Auckland Art Gallery is 2013 World Building of the Year
Text: Florian Maier
Australian architect FJMT with New Zealand practice Archimedia won the most important award at the World Architecture Festival in Singapore. Paul Finch, director of the WAF explained why the gallery had beaten a very strong field: ‘It transcended various category types. It explores the relationship between new and old, it is a civic and community building, it is a display building, it engages with the difference between man-made and natural, it deals with art and science, and it is certainly about culture. This is a major design achievement in a seismic zone, providing an example of design pragmatism and a carful reworking which does no more than it needs to until it is required. Balancing many different elements, the resulting design is a rich complex of built ideas.'
The super jury was chaired by Ken Tadashi Oshima and consisted of Ken Yeang, Jeanne Gang, Dietmar Eberle and Patrick Bellew. Catherine Slessor, who chaired the culture jury, said, 'It is an extremely sensitive addition to an existing building, technologically sophisticated in its use of materials particularly of the timber which is sacred to the Maori. They only used wood that had fallen in the forest. It reanimates an existing building without overwhelming it yet at the same time is a powerful signifier of the new life of the building.'
Directly after the announcement, Richard Francis-Jones, design director of FJMT admitted: ‘It has not sunk in yet’.
Architects: Francis-Jones Morehen Thorp and Archimedia (Architects in Association)
Location: Corner of Kitchener and Wellesley Streets, Auckland, 1010, New Zealand
The new Auckland Art Gallery is an extensive public project that includes: thelrestoration and adaption of heritage buildings; a new building extension which more than doubles the public exhibition areas; extensive basement storage and support areas; and the redesign of adjacent areas of Albert Park. The architecture developed from a concept which relates as much to the organic natural forms of the landscape as it does to the architectural order and character of the heritage buildings.
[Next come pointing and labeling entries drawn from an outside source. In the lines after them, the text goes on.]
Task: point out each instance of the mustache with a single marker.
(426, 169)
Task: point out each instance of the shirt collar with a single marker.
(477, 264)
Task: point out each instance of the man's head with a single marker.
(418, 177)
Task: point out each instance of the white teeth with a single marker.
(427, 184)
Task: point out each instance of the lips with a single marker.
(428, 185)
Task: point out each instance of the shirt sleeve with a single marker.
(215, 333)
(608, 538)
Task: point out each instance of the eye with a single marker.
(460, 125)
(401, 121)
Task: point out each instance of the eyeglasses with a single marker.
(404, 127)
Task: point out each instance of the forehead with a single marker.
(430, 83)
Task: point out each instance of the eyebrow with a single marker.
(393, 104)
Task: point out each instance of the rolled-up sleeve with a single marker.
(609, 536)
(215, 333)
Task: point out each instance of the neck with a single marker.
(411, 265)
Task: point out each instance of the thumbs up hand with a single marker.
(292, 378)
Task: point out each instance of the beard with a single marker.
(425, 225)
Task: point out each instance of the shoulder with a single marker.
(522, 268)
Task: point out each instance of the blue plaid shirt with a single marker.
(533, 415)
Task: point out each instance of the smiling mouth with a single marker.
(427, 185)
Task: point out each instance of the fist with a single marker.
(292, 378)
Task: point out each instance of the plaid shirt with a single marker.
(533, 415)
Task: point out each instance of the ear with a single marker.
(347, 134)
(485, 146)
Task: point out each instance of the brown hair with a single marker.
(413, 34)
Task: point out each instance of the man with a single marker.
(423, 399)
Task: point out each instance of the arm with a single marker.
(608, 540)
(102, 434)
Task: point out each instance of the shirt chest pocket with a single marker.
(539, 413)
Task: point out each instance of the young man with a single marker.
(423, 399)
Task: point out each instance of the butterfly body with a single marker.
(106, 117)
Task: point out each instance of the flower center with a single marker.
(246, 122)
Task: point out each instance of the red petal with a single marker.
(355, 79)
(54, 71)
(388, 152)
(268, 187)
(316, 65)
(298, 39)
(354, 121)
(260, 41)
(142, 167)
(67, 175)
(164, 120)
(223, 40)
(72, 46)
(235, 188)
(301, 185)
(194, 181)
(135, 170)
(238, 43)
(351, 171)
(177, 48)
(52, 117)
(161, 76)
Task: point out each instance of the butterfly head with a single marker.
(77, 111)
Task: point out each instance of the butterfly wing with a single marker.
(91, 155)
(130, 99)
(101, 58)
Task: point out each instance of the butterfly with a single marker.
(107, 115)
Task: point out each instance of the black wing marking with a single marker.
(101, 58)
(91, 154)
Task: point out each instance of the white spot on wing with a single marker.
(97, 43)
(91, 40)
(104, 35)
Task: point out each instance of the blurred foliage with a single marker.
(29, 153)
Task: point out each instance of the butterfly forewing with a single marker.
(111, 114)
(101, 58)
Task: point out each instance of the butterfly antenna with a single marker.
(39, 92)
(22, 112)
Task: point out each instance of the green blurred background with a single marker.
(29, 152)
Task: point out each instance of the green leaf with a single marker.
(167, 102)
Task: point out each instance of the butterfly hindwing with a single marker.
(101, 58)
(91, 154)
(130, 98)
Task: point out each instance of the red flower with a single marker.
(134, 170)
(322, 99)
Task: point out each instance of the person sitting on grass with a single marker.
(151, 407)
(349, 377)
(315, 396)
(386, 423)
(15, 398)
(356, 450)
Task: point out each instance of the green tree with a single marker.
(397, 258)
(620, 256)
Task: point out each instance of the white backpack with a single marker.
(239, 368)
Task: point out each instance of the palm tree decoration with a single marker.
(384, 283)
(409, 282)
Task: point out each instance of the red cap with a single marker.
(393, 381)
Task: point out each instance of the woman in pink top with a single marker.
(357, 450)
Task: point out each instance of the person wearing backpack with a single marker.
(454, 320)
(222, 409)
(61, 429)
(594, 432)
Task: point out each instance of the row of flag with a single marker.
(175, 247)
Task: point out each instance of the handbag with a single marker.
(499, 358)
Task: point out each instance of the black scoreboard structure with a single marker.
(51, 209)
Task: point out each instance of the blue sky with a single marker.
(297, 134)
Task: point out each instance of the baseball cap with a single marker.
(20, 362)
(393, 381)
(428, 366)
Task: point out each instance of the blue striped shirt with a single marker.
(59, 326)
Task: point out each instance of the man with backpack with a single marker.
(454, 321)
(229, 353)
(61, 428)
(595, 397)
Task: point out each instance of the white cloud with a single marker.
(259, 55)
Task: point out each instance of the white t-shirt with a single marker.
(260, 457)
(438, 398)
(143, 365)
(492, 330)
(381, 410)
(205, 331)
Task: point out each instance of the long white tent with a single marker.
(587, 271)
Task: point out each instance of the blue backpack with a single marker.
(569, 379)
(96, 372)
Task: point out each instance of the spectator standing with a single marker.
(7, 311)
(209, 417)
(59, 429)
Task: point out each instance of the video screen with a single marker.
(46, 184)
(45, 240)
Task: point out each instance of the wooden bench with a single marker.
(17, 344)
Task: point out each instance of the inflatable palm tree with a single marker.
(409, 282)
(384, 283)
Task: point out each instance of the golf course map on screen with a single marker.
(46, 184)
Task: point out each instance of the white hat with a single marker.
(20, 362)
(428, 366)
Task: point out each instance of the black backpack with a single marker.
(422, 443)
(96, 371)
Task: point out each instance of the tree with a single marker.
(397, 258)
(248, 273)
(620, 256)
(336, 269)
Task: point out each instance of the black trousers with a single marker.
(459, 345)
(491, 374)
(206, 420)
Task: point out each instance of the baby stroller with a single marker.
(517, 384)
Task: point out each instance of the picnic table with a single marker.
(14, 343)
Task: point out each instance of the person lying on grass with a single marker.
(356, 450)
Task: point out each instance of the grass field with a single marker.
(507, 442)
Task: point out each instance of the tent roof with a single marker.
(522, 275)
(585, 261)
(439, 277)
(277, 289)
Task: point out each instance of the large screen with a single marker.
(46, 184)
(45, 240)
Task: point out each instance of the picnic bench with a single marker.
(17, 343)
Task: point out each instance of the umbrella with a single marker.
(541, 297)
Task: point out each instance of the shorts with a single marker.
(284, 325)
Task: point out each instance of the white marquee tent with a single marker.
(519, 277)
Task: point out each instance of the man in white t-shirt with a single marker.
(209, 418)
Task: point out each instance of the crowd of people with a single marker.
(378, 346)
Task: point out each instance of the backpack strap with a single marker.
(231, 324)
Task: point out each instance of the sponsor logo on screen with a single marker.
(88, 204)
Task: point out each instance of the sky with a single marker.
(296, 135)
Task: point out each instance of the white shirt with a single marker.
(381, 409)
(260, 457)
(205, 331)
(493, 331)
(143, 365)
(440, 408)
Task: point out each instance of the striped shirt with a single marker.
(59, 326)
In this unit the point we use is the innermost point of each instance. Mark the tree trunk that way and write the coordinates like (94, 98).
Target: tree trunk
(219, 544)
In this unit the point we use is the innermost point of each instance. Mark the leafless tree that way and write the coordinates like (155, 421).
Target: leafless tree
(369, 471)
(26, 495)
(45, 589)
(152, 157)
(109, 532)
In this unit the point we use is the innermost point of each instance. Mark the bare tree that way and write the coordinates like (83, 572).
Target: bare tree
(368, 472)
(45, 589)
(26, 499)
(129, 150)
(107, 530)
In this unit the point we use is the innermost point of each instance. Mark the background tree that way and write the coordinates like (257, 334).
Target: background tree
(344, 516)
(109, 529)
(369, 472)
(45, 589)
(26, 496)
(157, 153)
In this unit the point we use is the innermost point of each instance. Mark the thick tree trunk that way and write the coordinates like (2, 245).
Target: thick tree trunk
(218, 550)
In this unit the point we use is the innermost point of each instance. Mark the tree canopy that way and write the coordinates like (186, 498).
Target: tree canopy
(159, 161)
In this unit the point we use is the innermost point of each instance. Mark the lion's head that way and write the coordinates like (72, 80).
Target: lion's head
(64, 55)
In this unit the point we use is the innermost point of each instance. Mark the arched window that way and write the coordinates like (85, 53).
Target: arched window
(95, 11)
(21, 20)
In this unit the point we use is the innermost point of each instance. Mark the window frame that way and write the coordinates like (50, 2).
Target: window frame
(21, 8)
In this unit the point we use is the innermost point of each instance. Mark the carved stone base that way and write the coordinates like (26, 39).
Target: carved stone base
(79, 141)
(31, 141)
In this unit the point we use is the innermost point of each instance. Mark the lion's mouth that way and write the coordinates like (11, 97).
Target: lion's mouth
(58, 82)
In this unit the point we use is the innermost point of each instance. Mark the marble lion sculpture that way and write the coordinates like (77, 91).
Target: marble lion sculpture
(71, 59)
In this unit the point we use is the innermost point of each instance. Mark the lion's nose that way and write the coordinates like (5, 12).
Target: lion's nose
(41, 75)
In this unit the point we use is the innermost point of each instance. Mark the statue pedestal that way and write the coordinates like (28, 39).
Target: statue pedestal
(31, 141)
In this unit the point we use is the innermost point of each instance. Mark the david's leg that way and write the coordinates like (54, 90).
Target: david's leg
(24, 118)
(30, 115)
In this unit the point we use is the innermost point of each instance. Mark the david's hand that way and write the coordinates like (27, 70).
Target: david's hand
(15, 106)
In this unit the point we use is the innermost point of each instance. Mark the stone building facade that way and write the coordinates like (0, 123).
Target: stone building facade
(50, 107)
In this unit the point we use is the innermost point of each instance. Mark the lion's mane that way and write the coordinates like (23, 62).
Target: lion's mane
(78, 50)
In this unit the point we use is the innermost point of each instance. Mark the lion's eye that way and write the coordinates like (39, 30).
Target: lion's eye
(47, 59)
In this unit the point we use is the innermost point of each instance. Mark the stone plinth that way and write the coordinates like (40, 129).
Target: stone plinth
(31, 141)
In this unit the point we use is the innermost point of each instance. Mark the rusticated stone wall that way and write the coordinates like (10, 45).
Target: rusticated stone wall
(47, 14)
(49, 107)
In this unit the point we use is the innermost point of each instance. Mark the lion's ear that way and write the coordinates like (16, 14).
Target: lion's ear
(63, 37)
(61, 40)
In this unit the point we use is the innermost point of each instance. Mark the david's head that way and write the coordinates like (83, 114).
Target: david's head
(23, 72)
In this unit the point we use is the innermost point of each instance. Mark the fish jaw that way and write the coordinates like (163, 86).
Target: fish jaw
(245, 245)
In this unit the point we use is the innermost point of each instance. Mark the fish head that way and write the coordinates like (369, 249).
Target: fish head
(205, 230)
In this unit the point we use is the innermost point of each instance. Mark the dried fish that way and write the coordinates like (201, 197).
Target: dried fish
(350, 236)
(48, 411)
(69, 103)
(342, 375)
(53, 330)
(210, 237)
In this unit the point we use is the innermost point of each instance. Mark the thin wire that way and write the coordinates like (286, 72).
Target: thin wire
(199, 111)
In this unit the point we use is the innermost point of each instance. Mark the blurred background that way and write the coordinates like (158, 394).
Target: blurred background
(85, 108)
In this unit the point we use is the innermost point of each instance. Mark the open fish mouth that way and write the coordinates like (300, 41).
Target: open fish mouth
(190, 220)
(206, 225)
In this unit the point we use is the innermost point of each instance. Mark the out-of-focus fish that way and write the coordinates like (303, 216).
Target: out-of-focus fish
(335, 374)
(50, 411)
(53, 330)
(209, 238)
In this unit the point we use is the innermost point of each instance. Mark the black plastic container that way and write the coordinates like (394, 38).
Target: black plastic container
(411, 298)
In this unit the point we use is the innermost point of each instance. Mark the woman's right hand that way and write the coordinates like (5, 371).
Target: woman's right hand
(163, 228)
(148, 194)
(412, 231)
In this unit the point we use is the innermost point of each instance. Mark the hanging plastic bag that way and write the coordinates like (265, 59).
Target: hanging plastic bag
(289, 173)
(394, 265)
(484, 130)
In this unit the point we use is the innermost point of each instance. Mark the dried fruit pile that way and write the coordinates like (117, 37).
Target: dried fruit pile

The new building is characterised by a series of fine ‘tree-like’ canopies that define and cover the entry forecourt, atrium and gallery areas. These light, profiled forms are inspired by the adjacent canopy of pohutukawa trees and ‘hover’ over the stone walls and terraces that reinterpret the natural topography of the site. The ceilings of the canopies are assembled from carefully selected Kauri, profiled into precise geometric patterns and supported on slender and tapering shafts. These emblematic forms give the gallery a unique identity that is inspired by the natural landscape of the site.
A detailed study of the relative dimensions, proportions and alignments determined the final form and positioning of the new elements, creating a finely crafted complement to the heritage buildings. Between the stepped stone podium and hovering canopies, an openness and transparency is created to allow views through, into and out of the gallery circulation and display spaces into the green landscape of Albert Park. In this way the gallery opens to the park and adjoining public spaces in an inviting and engaging gesture of welcome.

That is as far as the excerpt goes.